Will RBI hike rates? Or will it hold rates? Do I need to change my debt mutual fund investment strategy?
The Reserve Bank of India’s monetary policy committee (MPC) is meeting on Wednesday. According to money market participants, the MPC of the central bank will keep the policy rates unchanged amid falling crude prices, lower food inflation and other favourble global cues.
“My idea is that it will be a status quo this time. Last time they were hawkish but I think they will tone down this time and revise the inflation projection. Fed and oil prices, trade war etc, have seen material change and this will impact the policy,” says Mahendra Jajoo, Head - Fixed Income, Mirae Asset. "With all the uncertainty around, things changing so fast, the best case scenario is that the calibrated tightening stance is switched back to neutral which will be positive for the bond markets,” says Mahendra Jajoo, Head - Fixed Income, Mirae Asset.
Crude oil prices have slipped below 60 dollars per barrel after touching a highest of 80 dollars per barrel.
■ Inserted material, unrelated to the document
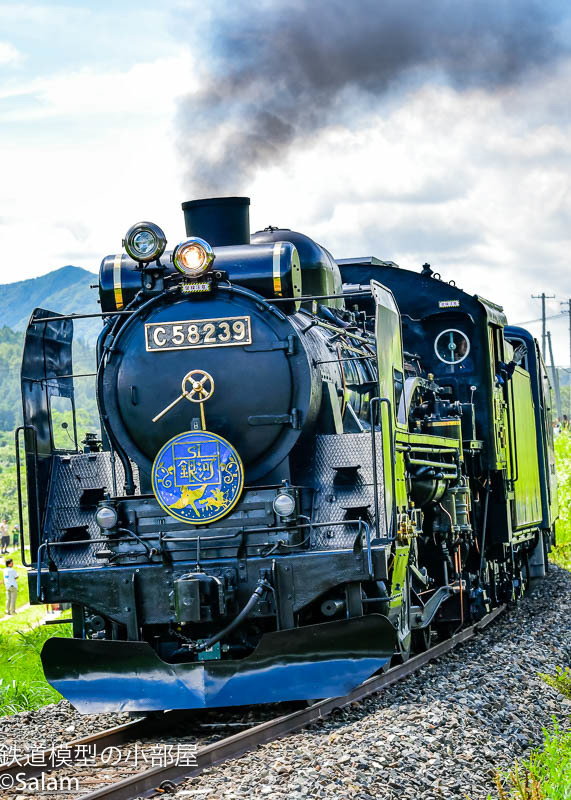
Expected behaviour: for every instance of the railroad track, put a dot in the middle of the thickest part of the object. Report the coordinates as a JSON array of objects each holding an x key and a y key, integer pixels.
[{"x": 164, "y": 779}]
The turn of events has been very sudden and will have an impact on the policy, market experts believe. The retail inflation stands at 3.31 per cent which is below the medium-term inflation target of 4 per cent. The Indian rupee has also appreciated versus the dollar in the last one month.
“I think RBI will maintain a status quo. We are not expecting a change in rates as such. But a lot has changed since the last policy, especially on the external front. The fall in crude oil has been dramatic. But there are other risks that remain in the horizon especially on the inflation side. Food inflation is a volatile component. There is also a risk about crude oil not remaining on the preset rates,” says Pankaj Pathak, Head-fixed income, Quantum AMC.
The repo rate stands at 6.50 per cent and the reverse repo rate is at 6.25 per cent. The MPC had hiked repo rate by 25 basis points to 6.50 per cent in its third bi-monthly monetary policy review in August. Experts were expecting one more rate hike in the current financial year, but the hopes of another rate hike seem to be diminishing.
“I was expecting one rate hike but we have been surprised by crude oil and inflation trajectory. Right now, a rate hike seems unlikely in this financial year but we can expect rate hikes in the latter half of 2019,” says Pankaj Pathak.
“I think the next policy will completely depend on how the data is in the next couple of months. To be fair to the policy makers, there has been a complete turn-around in the crude oil situation recently. So, I think we don’t k now how crude, liquidity etc will play out. We will have to wait and watch,” Mahendra Jajoo believes.
Debt mutual fund managers believe that investors should stick to the shorter duration funds. Fund managers have been advising investors to stay away from long duration funds and gilt funds since the beginning of this year. The monetary policy committee of the RBI had voted 5:1 for change of stance to ‘calibrated tightening’ in the October policy meet.
“I think debt investors in India are not mature enough, from whatever we see. They don’t have the understanding and patience to sail through a bear market and make returns. I think we don’t still know where the rates are going to go in the next couple of years. It is better for investors to remain in the short to medium duration funds. That’s the best bet,” says Mahendra Jajoo.